Maghreb-Emergent : Pour le ministre de l'Agriculture, le nouveau cadre légal de l'exploitation relevant du domaine privé de l'Etat est fait pour rassurer les producteurs. Vous sentez-vous confortée dans votre investissement avec une concession qui ne dure que 40 années et dont la résiliation est rendue possible par voie administrative et non judiciaire ?
J'ai effectivement trouvé les propos de monsieur le ministre assez rassurants à la radio chaîne III, le mois dernier. J'attends cependant de lire cette nouvelle loi dans le texte. Je reste néanmoins optimiste. Dans la loi qui était en vigueur, la déchéance du droit de jouissance était aussi administrative. Mais si l'on se conforme à la lettre et à l'esprit de la loi je ne vois pas où résiderait le problème. La durée de 40 ans de concession a été introduite, je pense, pour apporter une dynamique à la production. Les agriculteurs qui vont s'engager pour 40 ans ne vont pas s'endormir sur leur terres. 40 ans, c'est aussi la durée de travail d'une vie. Si on ne peut pas céder la terre qui appartient à tous les Algériens, on doit pouvoir en revanche céder le fruit de notre travail à un nouvel investisseur ou le transmettre à un héritier qui va assurer la continuité et ainsi de suite de tel sorte que les terres du domaine public soient continuellement mises en valeur et productives. 40 ans, c'est suffisant pour bâtir un projet et le rentabiliser. Si on crée de la valeur sur le domaine public, cette valeur doit être protégée car c'est elle qui produit, c'est elle qui emploie et c'est elle entretient le territoire. Par cette nouvelle politique agricole, l'agriculteur investisseur, créateur de valeur, doit avoir des garanties sur la protection de ses investissements. Ceci pour les attributaires actuels comme pour les futurs concessionnaires Sur les 218 000 exploitants agricoles bénéficiaires de la loi de 1987, 11 900 sont poursuivis pour des pratiques illégales notamment le détournement des terres au profit d'autrui. L'arrivée de nouveaux acteurs dans l'agriculture, grâce à l'autorisation de la cession du titre de concession que prévoit la nouvelle loi, est-elle une bonne réponse au marasme du sous-investissement sur une partie des EAC et EAI ?

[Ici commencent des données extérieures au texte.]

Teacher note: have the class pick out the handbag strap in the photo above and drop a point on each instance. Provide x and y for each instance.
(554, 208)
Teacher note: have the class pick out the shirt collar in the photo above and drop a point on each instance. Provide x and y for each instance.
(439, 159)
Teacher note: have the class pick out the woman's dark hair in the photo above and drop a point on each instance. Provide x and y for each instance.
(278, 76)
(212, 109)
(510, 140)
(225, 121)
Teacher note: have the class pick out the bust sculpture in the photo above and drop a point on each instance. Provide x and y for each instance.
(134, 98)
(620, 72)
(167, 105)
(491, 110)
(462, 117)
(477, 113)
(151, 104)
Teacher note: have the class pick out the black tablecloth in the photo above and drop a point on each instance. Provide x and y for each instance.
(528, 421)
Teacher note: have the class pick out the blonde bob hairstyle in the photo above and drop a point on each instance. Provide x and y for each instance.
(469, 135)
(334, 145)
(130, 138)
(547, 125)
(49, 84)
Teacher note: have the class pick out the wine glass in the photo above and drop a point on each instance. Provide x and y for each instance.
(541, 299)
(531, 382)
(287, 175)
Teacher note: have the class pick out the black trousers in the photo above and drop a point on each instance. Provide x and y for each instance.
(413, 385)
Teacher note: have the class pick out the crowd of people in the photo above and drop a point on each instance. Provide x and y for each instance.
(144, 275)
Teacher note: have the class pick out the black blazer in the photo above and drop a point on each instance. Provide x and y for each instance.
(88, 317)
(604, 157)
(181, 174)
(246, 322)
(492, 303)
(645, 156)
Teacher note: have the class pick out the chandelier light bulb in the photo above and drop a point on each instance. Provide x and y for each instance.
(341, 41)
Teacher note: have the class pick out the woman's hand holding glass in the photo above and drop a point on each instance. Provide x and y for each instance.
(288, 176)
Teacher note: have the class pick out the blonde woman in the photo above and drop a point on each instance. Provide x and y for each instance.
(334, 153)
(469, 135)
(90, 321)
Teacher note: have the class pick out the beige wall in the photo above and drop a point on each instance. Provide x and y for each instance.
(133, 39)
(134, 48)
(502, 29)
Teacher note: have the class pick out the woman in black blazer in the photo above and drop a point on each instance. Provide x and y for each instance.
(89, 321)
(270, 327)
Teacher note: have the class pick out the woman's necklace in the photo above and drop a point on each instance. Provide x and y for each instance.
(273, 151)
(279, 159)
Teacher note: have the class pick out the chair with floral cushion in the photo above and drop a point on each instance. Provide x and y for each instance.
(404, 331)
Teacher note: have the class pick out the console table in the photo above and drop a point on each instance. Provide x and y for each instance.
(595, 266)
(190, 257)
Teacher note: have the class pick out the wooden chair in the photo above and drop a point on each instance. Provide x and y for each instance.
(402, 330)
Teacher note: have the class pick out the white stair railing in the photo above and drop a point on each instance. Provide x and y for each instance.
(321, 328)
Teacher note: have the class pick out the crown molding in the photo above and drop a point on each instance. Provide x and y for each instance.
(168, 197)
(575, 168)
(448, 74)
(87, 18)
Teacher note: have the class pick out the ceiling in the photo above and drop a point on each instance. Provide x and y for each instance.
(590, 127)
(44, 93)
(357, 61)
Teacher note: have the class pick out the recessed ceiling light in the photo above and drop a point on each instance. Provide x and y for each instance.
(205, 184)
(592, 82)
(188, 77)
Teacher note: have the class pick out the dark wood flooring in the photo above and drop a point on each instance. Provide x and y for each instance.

Oui, c'est une réponse possible. En l'état actuel des choses, je pense que c'est la bonne réponse. J'espère qu'elle sera bien appliquée et qu'elle réussira. Il existe de nombreux acteurs qui veulent s'investir dans l'agriculture pour produire mieux et autrement. Si la loi protège les terres agricoles et les investissements des agriculteurs et si elle autorise la cession du titre de concession, cela va créer un marché, libérer les initiatives et créer un tissu de producteurs plus actifs. Cette nouvelle loi devrait également permettre d'achever l'assainissement des pratiques illégales et d'écarter les personnes qui simplement occupent les terres.
Êtes-vous d'accord avec le souci affiché des autorités de réduire le morcellement des terres ? Les actuels exploitants, comme vous, sont-ils en mesure d'acquérir de nouvelles terres en concession ?
A mon sens, il y a un équilibre à rechercher entre les toutes petites exploitations familiales, les exploitations de taille moyenne et les très grandes superficies. Cela dépend aussi du type de culture et du seuil de rentabilité. La dernière circulaire interministérielle autorisant la cession des droits de jouissance excluait les attributaires. Personnellement, je souhaitais agrandir mon exploitation mais je n'y avais pas droit. J'aurais planté des oliviers. Je vais peut-être pouvoir le faire avec cette nouvelle loi.
La relation des exploitants avec le secteur bancaire a toujours été difficile, notamment à cause de l'impossibilité d'offrir le titre de jouissance en garantie pour lever des crédits. Le nouveau cadre légal permet d'hypothéquer les terres sous concession pour financer les investissements. Dans votre cas, cela changera-t-il votre approche du financement des projets d'extension si vous en avez ?
Vous savez, une relation de financement est basée sur la confiance. Avec la BADR (Banque Algérienne du développement rural) je ne suis pas parvenue à établir cette relation. Quant aux autres, elles nous renvoient toujours et invariablement vers la BADR. Personnellement, je vais poursuivre le financement de mes projets comme par le passé, à savoir mes fonds propres, les prêts auprès de ma famille, de mes amis et sans oublier les crédits de mes fournisseurs.